VAN SUSTEREN: All right, when you say they have been attacked and fend off an attack, maybe 16 attacks, but has the system managed to successful live fight off 16 attacks so we should see that as success?

KENNEDY: We don't know enough information about it. They said that they are able to prevent it. The service attack which is about as rudimentary an attack as you can get. I think that if you look at statistics, you would say that, you know, most websites on average receive about 30,000 to 40,000 different types of attacks a month. Something like healthcare.gov is going to see more than that only 16. A lot of those have gone undetected access to this site or working on getting access to the site.

VAN SUSTEREN: Would you ever sign up to this point?

KENNEDY: Absolutely not.

VAN SUSTEREN: You didn't hesitate.

KENNEDY: No chance. Knowing the security around the infrastructure itself how it was rushed of out the door and exposures that we are seeing now. I got an email right in the middle of the congressional hearing of someone saying I have another 30 findings for you -- 30 vulnerabilities on the web ite.

VAN SUSTEREN: While you are in the hearing.

KENNEDY: While I'm in the hearing.

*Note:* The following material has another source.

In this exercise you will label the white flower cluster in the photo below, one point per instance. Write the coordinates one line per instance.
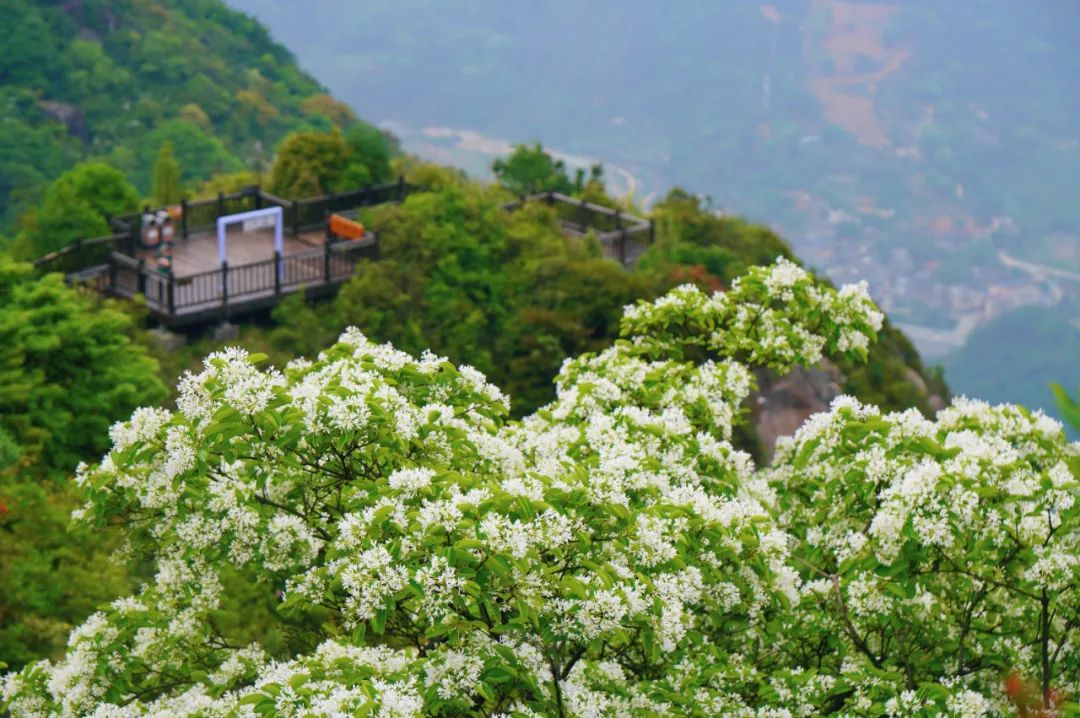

It's like OK, so you have this amount of exposures, not doing hacking looking at outside view. We can see all these exposures that is pretty bad.

VAN SUSTEREN: Four out of four who say that it doesn't work, it won't get fixed and everything. Not like 3 and 1 but 0-4.

KENNEDY: Pretty unanimous.

VAN SUSTEREN: Unanimous as can you get. Anyway, David, thank you.

KENNEDY: Thanks, Greta. Appreciate it.